Today in history
Today in History for Sept. 16:
On this date:
In 1224, during an extended period of prayer and fasting, it is said St. Francis of Assisi received the stigmata (Crucifixion scars of Jesus Christ) on Mount Alvernia, in Italy. Francis, the founder of the Franciscans in 1209, has been called by some the greatest of all the Christian saints.
In 1810, Mexicans began their successful revolt against Spanish rule.
In 1858, Andrew Bonar Law, the only British prime minister from outside the United Kingdom, was born at Rexton, N.B. He was prime minister in 1922. He only held the job for 109 days, resigning because of ill health. He died in 1923 in London.

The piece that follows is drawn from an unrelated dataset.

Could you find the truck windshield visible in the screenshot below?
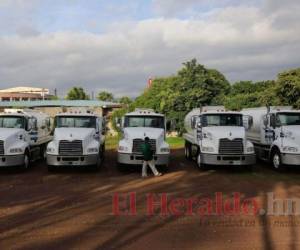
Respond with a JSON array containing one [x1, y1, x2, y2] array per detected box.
[[55, 116, 96, 128], [202, 114, 243, 127], [276, 113, 300, 127], [0, 116, 26, 129], [124, 116, 165, 128]]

In 1890, the Hamilton Public Library opened.
In 1893, Calgary was incorporated as a city.
In 1901, the Duke and Duchess of Cornwall and York (later King George V and Queen Mary) began a visit to Canada. In 1908, General Motors was formed in Flint, Mich., by William C. Durant.
In 1914, the first Canadian military air service, the Canadian Aviation Corps, was formed by Sir Sam Hughes.
In 1916, prohibition took effect in Ontario after a night when liquor stores and bars sold out their stocks.
In 1916, John Kerr of Fox River, N.S., won the Victoria Cross while serving with the Canadian Expeditionary Force at Courcelette, France, during the First World War.
In 1920, a bomb blast in New York’s financial district killed 33 people and injured 100. The case was never solved.
In 1934, the first Mickey Mouse comic strip appeared. In 1940, the United States began compulsory military registration of all men between the ages of 21 and 35.
In 1944, the British government lifted its five-year wartime blackout of London.
In 1945, Britain accepted Japan’s formal surrender of Hong Kong following the Second World War.
In 1957, a four-month strike ended at the Aluminum Co. of Canada plant at Arvida, Que.
In 1963, Malaysia became an independent state.